The French Laundry

In the spring of 1995, I was fortunate to experience my first dinner at The French Laundry.

I was in my teens, had zero clue what I was eating, but remember thinking: wow, I’m drinking wine and eating French food in a fancy restaurant. Most would assume this was a life changing experience. It wasn’t. I wasn’t taken by the experience. I was grateful to be dining with my mother and her boyfriend.

On our drive back home, the three of us were drunk and for some odd reason had the munchies. We stopped by the grocery store and picked up Ruffle’s (it had to be the Reduced Fat ones because they aren’t as greasy as the regular chips and also has a firmer crunch) and Granny Goose’s Green Onion powdered dip we mixed into sour cream (reduced fat sour cream because it’s less heavy; nowadays a Greek yogurt would suffice).

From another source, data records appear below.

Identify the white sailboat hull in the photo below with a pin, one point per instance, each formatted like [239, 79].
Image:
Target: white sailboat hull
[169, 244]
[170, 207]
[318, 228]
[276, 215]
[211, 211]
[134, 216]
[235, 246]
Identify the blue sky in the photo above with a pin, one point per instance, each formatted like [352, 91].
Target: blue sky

My mother, who was thin and elegant barely ate junk food but made exceptions for the above combination. We took the goodies home and sat around our kitchen island, devouring junk food with bottles of wine. We talked, ate and laughed until the sun rose.

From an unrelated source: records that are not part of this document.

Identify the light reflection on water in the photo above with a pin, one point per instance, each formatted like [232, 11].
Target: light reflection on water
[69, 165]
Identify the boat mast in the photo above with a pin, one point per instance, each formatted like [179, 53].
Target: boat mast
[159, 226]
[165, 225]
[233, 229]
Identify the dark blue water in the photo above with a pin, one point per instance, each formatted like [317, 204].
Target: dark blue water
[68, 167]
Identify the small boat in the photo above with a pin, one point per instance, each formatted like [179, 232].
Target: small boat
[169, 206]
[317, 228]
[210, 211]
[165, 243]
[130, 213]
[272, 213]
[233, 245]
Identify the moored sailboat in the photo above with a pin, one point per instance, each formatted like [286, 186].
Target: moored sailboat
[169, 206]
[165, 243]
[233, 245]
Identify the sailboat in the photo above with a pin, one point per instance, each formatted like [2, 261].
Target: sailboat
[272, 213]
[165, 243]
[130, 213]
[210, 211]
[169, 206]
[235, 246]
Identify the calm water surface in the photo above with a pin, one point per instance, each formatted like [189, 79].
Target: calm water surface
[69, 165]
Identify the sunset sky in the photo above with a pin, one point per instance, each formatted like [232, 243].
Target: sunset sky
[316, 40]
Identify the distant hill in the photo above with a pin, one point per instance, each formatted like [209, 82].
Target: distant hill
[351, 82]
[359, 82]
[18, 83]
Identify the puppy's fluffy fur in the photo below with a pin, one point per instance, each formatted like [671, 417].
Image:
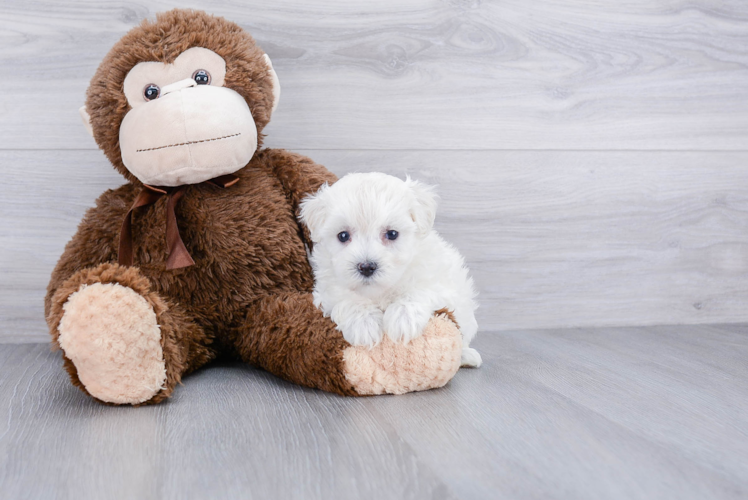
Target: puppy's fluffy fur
[379, 265]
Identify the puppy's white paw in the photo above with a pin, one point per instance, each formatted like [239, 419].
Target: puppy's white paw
[471, 358]
[364, 328]
[406, 320]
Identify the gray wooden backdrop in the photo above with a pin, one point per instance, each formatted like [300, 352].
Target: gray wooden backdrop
[592, 156]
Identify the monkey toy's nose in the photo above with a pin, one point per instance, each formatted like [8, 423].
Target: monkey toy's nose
[181, 84]
[367, 268]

To this day I still search for Granny Goose’s Powdered Green Onion dip, Reduced-fat Knudson sour cream and reduced fat Ruffles for comfort. Sadly, Granny Goose and Knudson are only available on the West Coast.

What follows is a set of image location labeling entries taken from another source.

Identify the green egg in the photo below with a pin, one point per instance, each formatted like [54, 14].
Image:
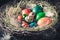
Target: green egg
[39, 15]
[24, 15]
[37, 9]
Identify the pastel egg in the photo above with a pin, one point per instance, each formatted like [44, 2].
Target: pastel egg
[31, 6]
[44, 21]
[49, 14]
[26, 11]
[24, 24]
[24, 15]
[39, 15]
[29, 19]
[32, 24]
[20, 17]
[32, 14]
[37, 9]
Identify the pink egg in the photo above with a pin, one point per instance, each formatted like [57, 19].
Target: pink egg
[26, 11]
[24, 24]
[44, 21]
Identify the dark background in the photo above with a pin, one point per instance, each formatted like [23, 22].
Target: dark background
[40, 36]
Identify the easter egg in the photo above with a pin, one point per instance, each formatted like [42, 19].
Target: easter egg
[31, 6]
[29, 19]
[37, 9]
[20, 17]
[32, 14]
[44, 21]
[24, 15]
[24, 24]
[26, 11]
[32, 24]
[39, 15]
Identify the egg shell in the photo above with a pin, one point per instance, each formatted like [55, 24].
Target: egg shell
[39, 15]
[20, 17]
[24, 24]
[26, 11]
[44, 21]
[37, 9]
[32, 24]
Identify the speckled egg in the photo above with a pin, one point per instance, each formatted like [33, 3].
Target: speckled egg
[26, 11]
[44, 21]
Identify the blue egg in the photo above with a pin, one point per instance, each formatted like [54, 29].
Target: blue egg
[32, 24]
[37, 9]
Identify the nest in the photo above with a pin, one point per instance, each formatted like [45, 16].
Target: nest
[11, 13]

Since then, I’ve been to The French Laundry and all of Thomas Keller establishments, but The French Laundry will always have a special place in my heart because of this night.

Oh, the things we remember.

Two Meals. One Table.

My picky palate is my mother’s doing.

Growing up my mother always prepared two meals. One for herself and another for my father. Strange as this sounds, it was because my parents had opposite tastes.

My father’s family were rooted in Hiroshima and Nagasaki. During World War II, my father’s father and mother just happened to be in Edo (what Tokyo was historically called) when the atomic bomb was dropped, wiping out their entire lineage. My grandparents were the only survivors and started a new life in Tokyo. Tokyo or the Kanto area, as the Japanese call it, are known for bold tastes. They use more soy sauce, salt, condiments, etc. than other parts of Japan. So my father preferred things with huge tastes.

My mother’s family is a bit of a mystery. They didn’t speak much of their past and from the little understanding I have, were originally from Southern Japan (Kansai-ish, I think), and somehow ended up in Yokohama. I was always too scared to pry but looking back, I should’ve asked my grandmother more questions. My mother grew up with delicate tastes. She was extremely sensitive to taste and smells. Super picky about what she consumed – complete opposite from my father.

Why my parents married is a bit of a long story but this flashback is from the days they were still together and what we endured as a family.